Thanks Paul, you were right about going for the clicked row. When I get that and then ask the array controller behind the table view for the object at the index of the clickedRow I get what I was looking for.

Matt's suggestion to use delays didn't work because the selection in the table view seems to not change until the method triggered by the button cell has finished running.

Thanks everyone for you patience with a newbie,

Rainer


On Dec 27, 2009, at 18:38 , Paul Bruneau wrote:


On Dec 27, 2009, at 9:21 PM, Rainer Standke wrote:

Sure. Here is what happens in the method targeted by the button. From the tableview ( = sender) it gets the first column, from that it gets the array controller behind the column, from that it gets the selection and finally it gets the string I am after. All of this is in a core data app, and I am not using a data source per se. The problem seems to be the timing of it all, rather than how the method works, because when the selection doesn't change in the button click, everything is fine.

        //get 1st column in sender:
NSTableColumn *tableColumn = [[sender tableColumns] objectAtIndex: 0];
        // get bound-to array controller
NSArrayController *arrayController = [[tableColumn infoForBinding:@"value"] valueForKey:@"NSObservedObject"];
        // get selected object's URL:
NSString *selectedPersonPage = [[arrayController selection] valueForKey:@"URLFragment"];
        NSLog(@"selectedPersonPage: %@", selectedPersonPage);

I must admit some ignorance of core data apps, but maybe that won't matter much. From what you said, sender is the tableview, so that is the same thing I would expect in a non-core-data app that I have more experience with.

You concern me with this statement of yours:

The problem seems to be the timing of it all, rather than how the method works, because when the selection doesn't change in the button click, everything is fine.

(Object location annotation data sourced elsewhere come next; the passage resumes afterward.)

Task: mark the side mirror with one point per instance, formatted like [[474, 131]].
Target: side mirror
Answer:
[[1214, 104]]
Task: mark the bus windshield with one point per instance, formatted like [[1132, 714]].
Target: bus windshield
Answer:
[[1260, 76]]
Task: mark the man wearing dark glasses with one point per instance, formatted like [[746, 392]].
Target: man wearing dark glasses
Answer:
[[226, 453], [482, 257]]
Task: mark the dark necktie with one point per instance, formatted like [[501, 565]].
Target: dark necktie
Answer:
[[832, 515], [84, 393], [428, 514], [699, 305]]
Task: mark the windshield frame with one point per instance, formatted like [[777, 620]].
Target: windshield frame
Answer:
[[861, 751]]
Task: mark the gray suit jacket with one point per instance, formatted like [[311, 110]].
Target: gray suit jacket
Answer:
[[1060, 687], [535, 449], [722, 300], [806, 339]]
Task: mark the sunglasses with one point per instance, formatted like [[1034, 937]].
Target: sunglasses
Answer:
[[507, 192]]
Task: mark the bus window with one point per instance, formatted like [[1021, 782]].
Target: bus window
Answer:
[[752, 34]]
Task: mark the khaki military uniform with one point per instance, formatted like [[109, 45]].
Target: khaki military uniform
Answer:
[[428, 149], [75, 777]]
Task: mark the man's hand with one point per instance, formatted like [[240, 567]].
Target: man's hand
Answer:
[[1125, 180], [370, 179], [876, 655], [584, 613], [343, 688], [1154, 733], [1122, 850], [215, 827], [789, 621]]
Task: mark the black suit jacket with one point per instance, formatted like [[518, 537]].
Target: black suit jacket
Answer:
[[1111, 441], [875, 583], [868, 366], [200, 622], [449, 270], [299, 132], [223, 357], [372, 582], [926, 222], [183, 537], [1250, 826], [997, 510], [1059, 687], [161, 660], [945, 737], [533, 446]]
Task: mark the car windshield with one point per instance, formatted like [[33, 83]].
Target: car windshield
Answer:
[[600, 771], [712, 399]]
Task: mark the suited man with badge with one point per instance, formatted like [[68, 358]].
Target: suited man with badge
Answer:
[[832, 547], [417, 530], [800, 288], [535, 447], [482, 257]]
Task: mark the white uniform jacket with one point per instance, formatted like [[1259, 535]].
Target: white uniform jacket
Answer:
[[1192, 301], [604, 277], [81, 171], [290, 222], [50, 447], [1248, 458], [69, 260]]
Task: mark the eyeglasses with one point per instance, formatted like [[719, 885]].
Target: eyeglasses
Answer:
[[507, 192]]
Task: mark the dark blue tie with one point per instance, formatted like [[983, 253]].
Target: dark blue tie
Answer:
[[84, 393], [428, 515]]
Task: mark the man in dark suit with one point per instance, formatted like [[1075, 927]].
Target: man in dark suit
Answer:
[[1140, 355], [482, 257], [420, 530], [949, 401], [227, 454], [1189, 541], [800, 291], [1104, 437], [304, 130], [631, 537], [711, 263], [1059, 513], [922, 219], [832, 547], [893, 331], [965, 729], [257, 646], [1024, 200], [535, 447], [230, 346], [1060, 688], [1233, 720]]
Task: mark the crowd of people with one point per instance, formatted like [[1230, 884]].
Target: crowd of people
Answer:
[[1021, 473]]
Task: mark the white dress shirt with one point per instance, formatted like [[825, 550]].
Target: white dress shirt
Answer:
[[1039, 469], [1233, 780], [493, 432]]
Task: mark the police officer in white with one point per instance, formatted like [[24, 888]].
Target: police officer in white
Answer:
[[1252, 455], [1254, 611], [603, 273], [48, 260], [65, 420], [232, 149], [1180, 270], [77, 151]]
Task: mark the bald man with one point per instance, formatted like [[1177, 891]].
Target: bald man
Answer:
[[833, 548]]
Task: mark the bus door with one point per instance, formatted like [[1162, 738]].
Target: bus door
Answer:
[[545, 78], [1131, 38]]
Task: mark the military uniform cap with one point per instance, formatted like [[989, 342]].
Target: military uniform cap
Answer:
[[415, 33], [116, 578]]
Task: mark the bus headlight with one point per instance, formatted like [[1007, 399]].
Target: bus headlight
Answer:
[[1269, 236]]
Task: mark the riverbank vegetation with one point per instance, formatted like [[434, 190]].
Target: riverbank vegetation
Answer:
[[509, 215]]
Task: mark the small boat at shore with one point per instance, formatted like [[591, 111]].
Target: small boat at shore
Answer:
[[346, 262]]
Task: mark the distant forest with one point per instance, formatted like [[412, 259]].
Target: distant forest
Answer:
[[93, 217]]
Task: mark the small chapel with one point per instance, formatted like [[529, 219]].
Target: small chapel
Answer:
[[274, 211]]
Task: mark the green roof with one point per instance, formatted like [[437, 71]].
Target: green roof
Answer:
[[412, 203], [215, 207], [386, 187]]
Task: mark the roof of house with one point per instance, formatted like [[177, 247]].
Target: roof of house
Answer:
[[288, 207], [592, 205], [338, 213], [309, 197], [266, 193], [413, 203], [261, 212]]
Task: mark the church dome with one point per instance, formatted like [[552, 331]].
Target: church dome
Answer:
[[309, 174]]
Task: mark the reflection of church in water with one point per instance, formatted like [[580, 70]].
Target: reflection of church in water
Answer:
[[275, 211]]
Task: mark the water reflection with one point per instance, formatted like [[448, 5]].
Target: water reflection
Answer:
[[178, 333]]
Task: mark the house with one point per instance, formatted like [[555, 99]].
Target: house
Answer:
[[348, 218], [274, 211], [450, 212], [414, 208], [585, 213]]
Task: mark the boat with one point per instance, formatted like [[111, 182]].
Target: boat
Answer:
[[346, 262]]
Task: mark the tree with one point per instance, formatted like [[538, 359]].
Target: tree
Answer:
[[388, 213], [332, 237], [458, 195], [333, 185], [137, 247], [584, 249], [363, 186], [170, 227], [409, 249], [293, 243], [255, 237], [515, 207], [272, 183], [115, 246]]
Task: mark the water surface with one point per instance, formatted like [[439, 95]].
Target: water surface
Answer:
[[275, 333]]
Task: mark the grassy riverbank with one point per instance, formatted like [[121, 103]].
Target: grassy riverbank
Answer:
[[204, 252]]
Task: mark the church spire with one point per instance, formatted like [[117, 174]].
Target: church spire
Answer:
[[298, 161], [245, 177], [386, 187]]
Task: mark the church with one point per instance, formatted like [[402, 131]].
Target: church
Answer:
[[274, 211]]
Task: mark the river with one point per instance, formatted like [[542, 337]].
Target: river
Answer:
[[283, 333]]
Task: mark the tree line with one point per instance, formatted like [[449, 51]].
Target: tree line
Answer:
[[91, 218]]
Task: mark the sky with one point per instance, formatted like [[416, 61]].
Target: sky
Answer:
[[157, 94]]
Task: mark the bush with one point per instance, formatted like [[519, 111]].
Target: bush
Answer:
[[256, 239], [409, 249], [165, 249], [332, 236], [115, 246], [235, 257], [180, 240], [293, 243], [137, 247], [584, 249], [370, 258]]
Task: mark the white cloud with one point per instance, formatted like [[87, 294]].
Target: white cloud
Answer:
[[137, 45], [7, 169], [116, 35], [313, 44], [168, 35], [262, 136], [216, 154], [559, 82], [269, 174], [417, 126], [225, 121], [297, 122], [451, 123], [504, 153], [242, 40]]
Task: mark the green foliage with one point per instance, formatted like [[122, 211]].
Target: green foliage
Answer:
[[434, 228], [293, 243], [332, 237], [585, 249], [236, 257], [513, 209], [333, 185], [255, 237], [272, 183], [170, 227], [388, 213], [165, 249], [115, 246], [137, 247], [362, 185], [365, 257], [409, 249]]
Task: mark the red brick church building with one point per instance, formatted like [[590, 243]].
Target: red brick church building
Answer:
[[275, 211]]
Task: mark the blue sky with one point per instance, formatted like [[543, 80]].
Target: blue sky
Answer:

It's not that everything is fine. It's that in your test case (where the selected row equals the clicked row), the thing that you are looking at (the selected row) just happens to be the same as what you want (the clicked row).

So if you will accept that what you want is the clicked row, and you don't really care about the selected row(s), see what happens if you use [sender clickedRow] to get the clicked row, then from there to get your URL. Maybe -clickedColumn can help you too (your code has lost me a bit so I can't say for sure)

Hopefully my ignorance of core data isn't wasting your time. If it wasn't a holiday weekend (or even week) here in the states, I'd probably lurk this one out.